The reason for the confusion just mentioned (of the Arch of Hadrian in front of the later Hadrianeum discussed here with the Arco di Portogallo) is the fact that two other Hadrianic reliefs, the so-called adlocutio relief of Hadrian (here Fig. 91) 439, and the representation of the apotheosis of Hadrian's wife Sabina (here Fig. 92) 440, had both been reused in late antiquity as decorations of the Arco di Portogallo. Following Ferdinando Castagnoli and Michaela Fuchs 441, I have in my earlier Study (2017) suggested that all three Hadrianic reliefs mentioned here at the Palazzo dei Conservatori: Hadrian's adventus, here Fig. 91 (and the two reliefs that, in late antiquity, had been reused at the Arco di Portogallo, here Figs. 92; 93), plus a fourth Hadrianic relief at the Palazzo Torlonia (here Fig. 94), had originally belonged to this Arch of Hadrian that stood right in front of the (later) Hadrianeum .
--------------434 for this Arch of Hadrian, cf. M. FUCHS 2014..
435 measured on my map Fig. 3.7 of the Campus Martius; cf. C. HÄUBER 2017, 63, Fig. 3.5 [= here Fig. 58], p. 69, Fig. 3.7 [= here Fig. 59]. For that, cf. supra, n. 66, in Chapter I.1.
436 for a photograph of this inscription, cf. C. HÄUBER 2017, Fig. 3.5.1 on p. 65. The Palazzo, into which it is inserted, stands on the east side of the Via del Corso, between the junctions of Via del Corso and Via della Vite and Via del Corso and Via in Lucina.
437 for the former Arco di Portogallo, cf.

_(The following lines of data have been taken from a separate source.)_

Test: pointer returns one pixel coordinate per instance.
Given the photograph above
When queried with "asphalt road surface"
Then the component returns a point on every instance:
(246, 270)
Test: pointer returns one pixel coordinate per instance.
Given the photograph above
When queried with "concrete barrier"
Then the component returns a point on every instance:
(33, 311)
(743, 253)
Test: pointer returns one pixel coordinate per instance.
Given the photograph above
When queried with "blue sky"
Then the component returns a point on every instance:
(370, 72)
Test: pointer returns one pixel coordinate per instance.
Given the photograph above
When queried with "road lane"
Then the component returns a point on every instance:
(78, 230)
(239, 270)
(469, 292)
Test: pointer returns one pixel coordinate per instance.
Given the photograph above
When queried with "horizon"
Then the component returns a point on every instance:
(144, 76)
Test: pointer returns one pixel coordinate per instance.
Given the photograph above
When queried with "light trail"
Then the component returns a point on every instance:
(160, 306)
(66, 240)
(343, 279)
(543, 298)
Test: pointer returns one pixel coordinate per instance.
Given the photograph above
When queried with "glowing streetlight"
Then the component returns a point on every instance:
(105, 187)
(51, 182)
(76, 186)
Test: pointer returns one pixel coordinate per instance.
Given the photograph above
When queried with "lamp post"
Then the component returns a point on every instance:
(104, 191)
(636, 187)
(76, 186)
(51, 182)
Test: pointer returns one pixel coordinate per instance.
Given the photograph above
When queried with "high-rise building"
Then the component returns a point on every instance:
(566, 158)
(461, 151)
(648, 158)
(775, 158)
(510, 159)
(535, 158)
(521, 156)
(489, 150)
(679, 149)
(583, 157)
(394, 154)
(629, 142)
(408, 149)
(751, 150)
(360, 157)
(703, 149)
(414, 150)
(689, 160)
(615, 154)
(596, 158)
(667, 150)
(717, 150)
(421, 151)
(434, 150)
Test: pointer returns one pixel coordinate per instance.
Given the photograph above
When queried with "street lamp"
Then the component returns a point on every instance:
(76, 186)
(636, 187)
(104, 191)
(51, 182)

C. HÄUBER 2017, 111-112, n. 56; map Fig. 3.5, cf. pp. 62-63; map Fig. 3.6, cf. pp. 66-67; map Fig. 3.7 [= here Fig. 59], cf. pp. 68-69; map Fig. 3.8, cf. pp. 104-106; map Fig. 3.9, cf. pp. 108-110; map Fig. 3.10. Some scholars regard the former Arco di Portogallo as a gate in the sacred boundary of Rome, the pomerium; cf. Häuber (2017, 111, n. 56, pp. 351-352 with n. 136, pp. 583-584, n. 306).
438 the former locations of the Arch of Hadrian and of the Arco di Portogallo are both visible on my maps Fig. 3.5 [= here Fig. 58] and Fig. 3.7 [= here Fig. 59], labels: VIA FLAMINIA/ VIA LATA; Via del Corso; Via della Vite; Approximate location of the Arco di Portogallo; Via di Pietra; Arch of Hadrian. For those maps, cf. supra, n. 66, in Chapter I.1.
439 for the so-called adlocutio relief of Hadrian, cf. C. HÄUBER 2017, 20-21, 23, 111-112, n. 56; p. 250, Fig. 5.9 [= here Fig. 91]; cf. pp. 520-521.
440 cf. C. HÄUBER 2017, 20-21, 23, 111-112, n. 56, pp. 242, 246; p. 249, Fig. 5.8 [= here Fig. 92], the relief showing the apotheosis of Sabina, p. 521.
441 CASTAGNOLI 1942, 76-77, 82, Fig. 1; M. FUCHS, 2014, 131-144, Figs. 12-23; cf. C. HÄUBER 2017, 20-21, 242, 245-246."